The final minute of the half saw Fulham’s best chance when a Greening interception in midfield led to a web of tight interplay in the Sofia box, culminating in a Simon Davies shot directly at the goalkeeper.
Sofia began the second half with ambition magnified. As their pressure increased, so Fulham contrived to counter. Another intricate exchange between Kamara, Davies, and Nevland was eventually crowded out by the Sofia defence.
In the 61st minute, a pass was floated enticingly towards the edge of the Fulham box. The ball was cleverly chested on towards substitute Platini, perhaps revealing Smalling to be a little too forgiving in his marking. The striker reacted swiftly, held off the closing centre-back, and maintained his balance well to shoot wide of Stockdale and into the net.

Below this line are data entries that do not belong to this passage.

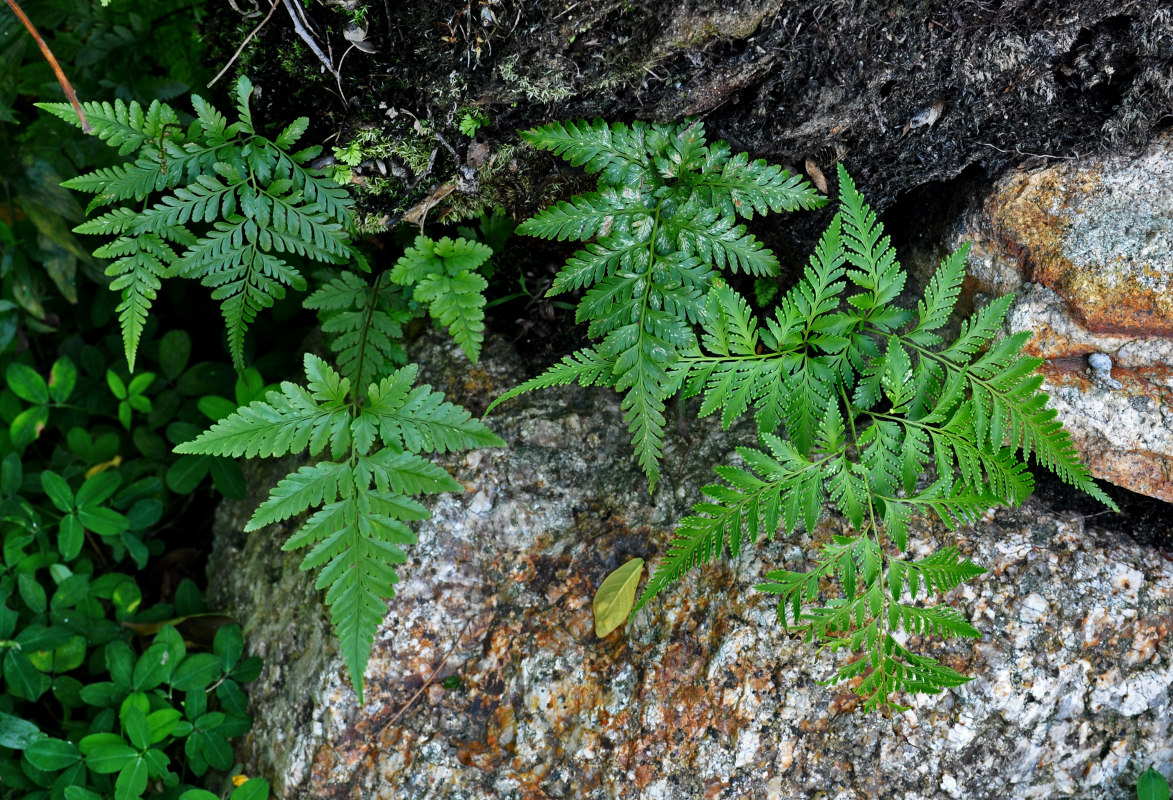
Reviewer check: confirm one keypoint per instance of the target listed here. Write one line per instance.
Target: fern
(663, 223)
(365, 324)
(446, 280)
(872, 401)
(244, 209)
(364, 494)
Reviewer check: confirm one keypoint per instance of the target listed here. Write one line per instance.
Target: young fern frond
(245, 208)
(883, 422)
(664, 224)
(445, 278)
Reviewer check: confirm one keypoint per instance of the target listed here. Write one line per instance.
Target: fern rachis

It took Fulham three minutes to reply, and the swiftness of the response appeared to stun Sofia into a daze for the rest of the game.
With the home side committed upfield, a forward ball was hooked instinctively on by Nevland towards the advancing Kamara. With the Sofia defence stranded, their keeper elected to race him to the ball despite it contriving to drop some 25 yards out. Kamara prevailed, executing a deft touch to take the ball past the onrushing keeper. He pursued the ball to the edge of the box, and calmly slotted it into the opposite corner of the unguarded goal, doing well to evade the tackle of the fast-closing defender.
From then on, Fulham earned burgeoning possession, and cultivated increasing poise and creativity. Slowly they stifled Sofia, whose desire was dissipating.
With 15 mintues to go, the home team had a final, golden, opportunity. A pass skidded across the box from the left flank past a defence frozen in mid-appeal for a non-existent offside. A powerful rising strike from 8 yards out demanded an accomplished reaction save from Stockdale.
With a few minutes remaining, Kamara was booked for his over-exuberant closing down. Application that, coupled with his attacking initiative, merited a a share of the man of the match plaudits with the calm and commanding Chris Baird.
Ultimately, however one interprets the manager’s approach, this was a satisfying, and satisfactory, result; one that was, considering the personnel and their lack of common playing time, founded on a performance of surprising cohesion and understanding.